Le Parquet, qui avait requis une peine de deux ans de prison dont un ferme, a interjeté appel du verdict prononcé à l’encontre du leader des Patriotes africains du Sénégal pour le travail, l’éthique et la fraternité (Pastef).
La défense du maire de Ziguinchor (Sud) a animé une conférence de presse, jeudi, en réaction à la décision du ministère public et de la partie civile à interjeter appel suite au verdict du tribunal condamnant Sonko à une peine de 2 mois de prison avec sursis et le paiement de 200 millions FCFA, soit 333 000 Dollars US, de dommages et intérêt.
“La précipitation du procureur prouve qu’il obéit à des ordres parce que ce qu’ils veulent c’est une aggravation de la peine pour que monsieur Sonko soit inéligible pour la présidentielle à venir”, a indiqué lors de la rencontre Massokhna Kane, un des 32 avocats constitués pour défendre l’opposant.

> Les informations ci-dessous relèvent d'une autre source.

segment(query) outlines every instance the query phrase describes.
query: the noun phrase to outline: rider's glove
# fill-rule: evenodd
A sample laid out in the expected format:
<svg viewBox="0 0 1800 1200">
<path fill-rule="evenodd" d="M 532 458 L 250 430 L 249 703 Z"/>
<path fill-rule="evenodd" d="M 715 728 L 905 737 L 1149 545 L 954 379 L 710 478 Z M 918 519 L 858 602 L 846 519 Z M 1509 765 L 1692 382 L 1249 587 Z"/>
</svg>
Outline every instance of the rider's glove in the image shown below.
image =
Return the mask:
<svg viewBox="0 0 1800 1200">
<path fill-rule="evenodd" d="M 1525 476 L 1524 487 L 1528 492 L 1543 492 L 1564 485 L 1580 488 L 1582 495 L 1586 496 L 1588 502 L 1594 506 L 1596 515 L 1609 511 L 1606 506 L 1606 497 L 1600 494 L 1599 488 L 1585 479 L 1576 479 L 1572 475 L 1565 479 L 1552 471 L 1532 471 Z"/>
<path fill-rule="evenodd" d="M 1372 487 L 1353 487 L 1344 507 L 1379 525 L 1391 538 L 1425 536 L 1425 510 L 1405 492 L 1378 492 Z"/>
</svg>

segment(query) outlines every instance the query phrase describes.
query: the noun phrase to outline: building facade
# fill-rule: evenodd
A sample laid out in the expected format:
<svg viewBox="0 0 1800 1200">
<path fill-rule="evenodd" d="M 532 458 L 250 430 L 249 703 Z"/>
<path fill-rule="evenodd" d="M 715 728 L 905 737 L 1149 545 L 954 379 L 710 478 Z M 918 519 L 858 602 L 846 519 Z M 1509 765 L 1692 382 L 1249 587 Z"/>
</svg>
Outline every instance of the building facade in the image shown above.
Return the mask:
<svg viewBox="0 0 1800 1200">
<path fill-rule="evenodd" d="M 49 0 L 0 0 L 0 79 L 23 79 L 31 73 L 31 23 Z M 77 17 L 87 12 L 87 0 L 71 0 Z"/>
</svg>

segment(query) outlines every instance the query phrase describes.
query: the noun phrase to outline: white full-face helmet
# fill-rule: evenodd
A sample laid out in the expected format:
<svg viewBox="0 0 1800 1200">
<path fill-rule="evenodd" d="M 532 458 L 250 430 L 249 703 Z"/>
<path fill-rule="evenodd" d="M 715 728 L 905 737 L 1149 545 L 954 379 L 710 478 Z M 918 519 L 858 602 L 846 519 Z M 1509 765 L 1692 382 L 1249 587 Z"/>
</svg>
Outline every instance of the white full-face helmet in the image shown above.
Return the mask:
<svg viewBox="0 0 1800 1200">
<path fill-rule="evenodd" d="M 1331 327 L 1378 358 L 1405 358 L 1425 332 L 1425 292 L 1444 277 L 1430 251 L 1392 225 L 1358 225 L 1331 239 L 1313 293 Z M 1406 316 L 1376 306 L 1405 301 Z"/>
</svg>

“Nous avons vite compris que la position de principe du parquet qui relève appel d’une décision qui oppose deux privés c’est pour essayer d’écarter quelqu’un de la course (à la présidentielle). Seul l’appel du parquet peut remettre en cause les dispositions pénales du jugement”, a noté Baboucar Cissé, assurant qu’une peine revue à la hausse en appel et confirmée en cassation sera fatale pour Sonko.
La partie civile, qui s’est félicitée dans un premier temps du jugement rendu, a finalement interjeté appel elle aussi. “Le concerné Mame Mbaye Niang a jubilé à l’annonce du verdict”, a rappelé Baboucar Cissé.
En conférence de presse le lendemain du verdict il (Niang) a indiqué : ‘’Ousmane Sonko n’a pas encore échappé à l’inéligibilité.’’ Donc la réponse à la question de savoir ce qu’il cherche est claire. C’est pour que Sonko ne participe pas à l’élection présidentielle de 2024”, a-t-il enchainé, notant que la justice ne doit pas être utilisée pour écarter des candidats.
Ce procès qui a cristallisé les attentions a finalement été vidé le 30 mars en l’absence d’Ousmane Sonko disposant d’une incapacité temporaire de travail d’une dizaine de jours. Ses avocats qui avaient plaidé le renvoi ont quitté la salle d’audience après refus du président du tribunal d’accéder à leur demande.
Mame Mbaye Niang, actuel ministre du Tourisme et des loisirs reproche à l’opposant Sonko d’avoir affirmé détenir un rapport de l’inspection générale des finances (IGF) l’ayant épinglé sur une affaire de 29 milliards FCFA (48 millions de dollars) dans le cadre de la gestion du programme des domaines agricoles communautaires (Prodac).
Arrivé 3ème à la présidentielle de 2019 avec 15% des voix, le leader des Pastef avait affirmé que ce procès ne visait qu’à l’écarter de la présidentielle de 2024.